Home→Forums→Tough Times→I’m addicted to nostalgic feelings and it only makes me feel worse, I guess.→Reply To: I’m addicted to nostalgic feelings and it only makes me feel worse, I guess.
the small jail cell you are in is all about two people: you and him.
Turns out, he’s not even with me in the jail. I’m here all alone.
I am worried about how much more harm you will suffer since it seems like you are unable/ too scared to separate from him. The entropy you mentioned in your original post of this thread, the movement toward mental disorder and chaos- this has increased because you are in a relationship with a man as acutely unstable as him.

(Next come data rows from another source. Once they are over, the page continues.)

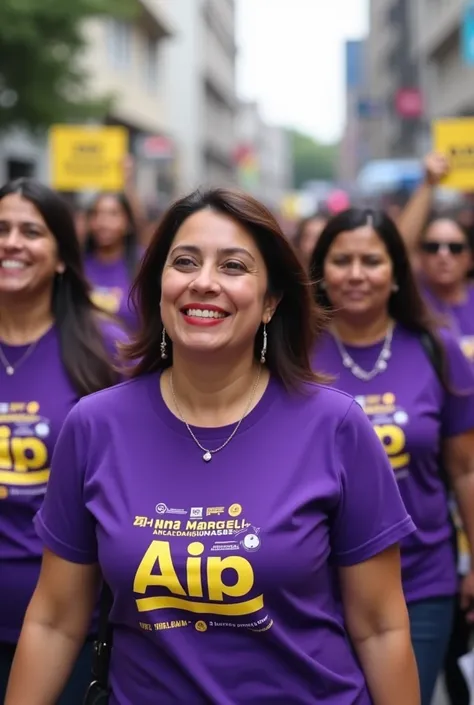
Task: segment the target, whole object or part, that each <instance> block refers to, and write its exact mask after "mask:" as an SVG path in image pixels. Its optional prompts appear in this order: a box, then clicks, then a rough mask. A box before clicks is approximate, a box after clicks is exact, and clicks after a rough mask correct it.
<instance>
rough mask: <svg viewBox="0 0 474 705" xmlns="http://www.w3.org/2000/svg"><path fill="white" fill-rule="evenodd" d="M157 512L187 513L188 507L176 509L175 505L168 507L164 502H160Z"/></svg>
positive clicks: (157, 507) (178, 513) (185, 513)
mask: <svg viewBox="0 0 474 705" xmlns="http://www.w3.org/2000/svg"><path fill="white" fill-rule="evenodd" d="M155 512H156V513H157V514H187V512H186V509H174V508H173V507H168V505H166V504H165V503H164V502H158V504H157V505H156V507H155Z"/></svg>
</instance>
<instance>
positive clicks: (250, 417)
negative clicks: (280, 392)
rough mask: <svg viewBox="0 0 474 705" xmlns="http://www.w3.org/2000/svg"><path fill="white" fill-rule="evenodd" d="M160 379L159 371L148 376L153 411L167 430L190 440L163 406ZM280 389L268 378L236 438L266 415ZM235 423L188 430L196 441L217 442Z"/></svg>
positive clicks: (201, 441) (191, 425) (162, 399)
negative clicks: (194, 434)
mask: <svg viewBox="0 0 474 705" xmlns="http://www.w3.org/2000/svg"><path fill="white" fill-rule="evenodd" d="M160 379H161V371H160V372H154V373H152V374H151V375H149V384H148V392H149V395H150V401H151V404H152V406H153V409H154V410H155V412H156V414H157V415H158V416H159V418H160V420H161V421H162V422H163V423H164V424H165V425H166V426H168V428H170V429H171V430H172V431H174V432H175V433H176V434H178V435H180V436H182V437H185V438H190V439H191V436H190V433H189V431H188V429H187V428H186V425H185V424H184V423H183V422H182V421H181V420H180V419H178V417H177V416H175V415H174V414H173V413H172V412H171V411H170V410H169V409H168V407H167V405H166V404H165V401H164V399H163V396H162V394H161V387H160ZM280 389H281V384H280V383H279V382H278V380H276V379H275V378H274V377H273V376H270V379H269V381H268V384H267V388H266V389H265V391H264V393H263V395H262V397H261V399H260V401H259V402H258V403H257V404H256V405H255V406H254V408H253V409H252V411H251V412H250V413H248V414H247V416H245V418H244V419H243V421H242V423H241V424H240V428H239V430H238V432H237V435H236V437H239V436H241V435H242V434H243V433H245V432H246V431H248V430H249V429H250V428H252V426H254V425H255V424H256V423H258V422H259V421H260V420H261V419H262V418H263V417H264V416H265V415H266V414H267V413H268V411H269V410H270V408H271V407H272V405H273V403H274V402H275V400H276V398H277V396H278V392H279V390H280ZM236 423H237V422H235V423H232V424H229V425H226V426H218V427H214V428H209V427H205V428H203V427H200V426H192V425H191V424H190V428H191V430H192V431H193V433H194V434H195V435H196V438H197V439H198V441H200V442H201V443H203V442H204V441H210V440H216V441H219V440H225V439H227V438H228V437H229V436H230V434H231V433H232V431H233V430H234V428H235V426H236Z"/></svg>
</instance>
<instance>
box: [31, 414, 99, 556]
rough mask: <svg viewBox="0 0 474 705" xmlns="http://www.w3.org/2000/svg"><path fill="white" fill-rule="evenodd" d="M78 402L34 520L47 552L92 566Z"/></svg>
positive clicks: (61, 438) (88, 519)
mask: <svg viewBox="0 0 474 705" xmlns="http://www.w3.org/2000/svg"><path fill="white" fill-rule="evenodd" d="M80 406H81V402H79V403H78V404H76V406H75V407H74V408H73V409H72V411H71V412H70V413H69V415H68V416H67V418H66V420H65V422H64V425H63V427H62V429H61V432H60V434H59V437H58V440H57V443H56V446H55V449H54V452H53V458H52V463H51V474H50V478H49V482H48V487H47V490H46V496H45V499H44V502H43V504H42V507H41V509H40V510H39V512H38V513H37V515H36V517H35V529H36V532H37V534H38V536H39V537H40V538H41V540H42V541H43V543H44V545H45V546H46V548H48V549H49V550H50V551H52V552H53V553H55V554H56V555H58V556H60V557H61V558H64V559H65V560H68V561H71V563H84V564H88V563H95V562H96V561H97V542H96V534H95V520H94V518H93V516H92V514H91V513H90V512H89V511H88V509H87V507H86V506H85V501H84V480H85V471H84V468H85V460H86V459H85V457H84V455H85V453H86V449H87V447H88V446H87V442H86V440H85V438H84V437H83V429H82V424H81V411H80Z"/></svg>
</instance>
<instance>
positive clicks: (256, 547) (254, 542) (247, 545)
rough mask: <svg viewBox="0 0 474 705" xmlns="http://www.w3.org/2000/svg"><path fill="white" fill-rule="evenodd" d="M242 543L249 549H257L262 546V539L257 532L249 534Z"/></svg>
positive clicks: (252, 550)
mask: <svg viewBox="0 0 474 705" xmlns="http://www.w3.org/2000/svg"><path fill="white" fill-rule="evenodd" d="M242 545H243V547H244V548H245V549H246V550H247V551H257V550H258V549H259V548H260V539H259V537H258V536H257V534H247V536H245V538H244V540H243V541H242Z"/></svg>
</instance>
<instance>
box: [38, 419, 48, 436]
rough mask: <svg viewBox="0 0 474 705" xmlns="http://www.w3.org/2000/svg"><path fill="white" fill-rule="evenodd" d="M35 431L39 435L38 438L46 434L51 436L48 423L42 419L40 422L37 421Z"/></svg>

I don’t know what will happen but we lost communication again, these fluctuations are killing me, I know. However, I cannot ignore him, I cannot draw a fine line. I’m terrified of losing him to another person. I tend to think about all the stuff I endured and I know that he’s learned a lot from our relationship. He knows how it’s toxic to ask about the past, think about one’s past. So he tells himself that he would never question anybody else. But he did that with me for a year, and I couldn’t get respect in that area. I feel wronged by life, it’s like I’m a neglected child all along. He learned all about it and he’ll continue with this lesson, maybe he’ll be happy with some other girls and I’ll be standing all alone. He learned what works and what doesn’t with me and he’s ready to be more healthy with somebody else. This double standard kills me.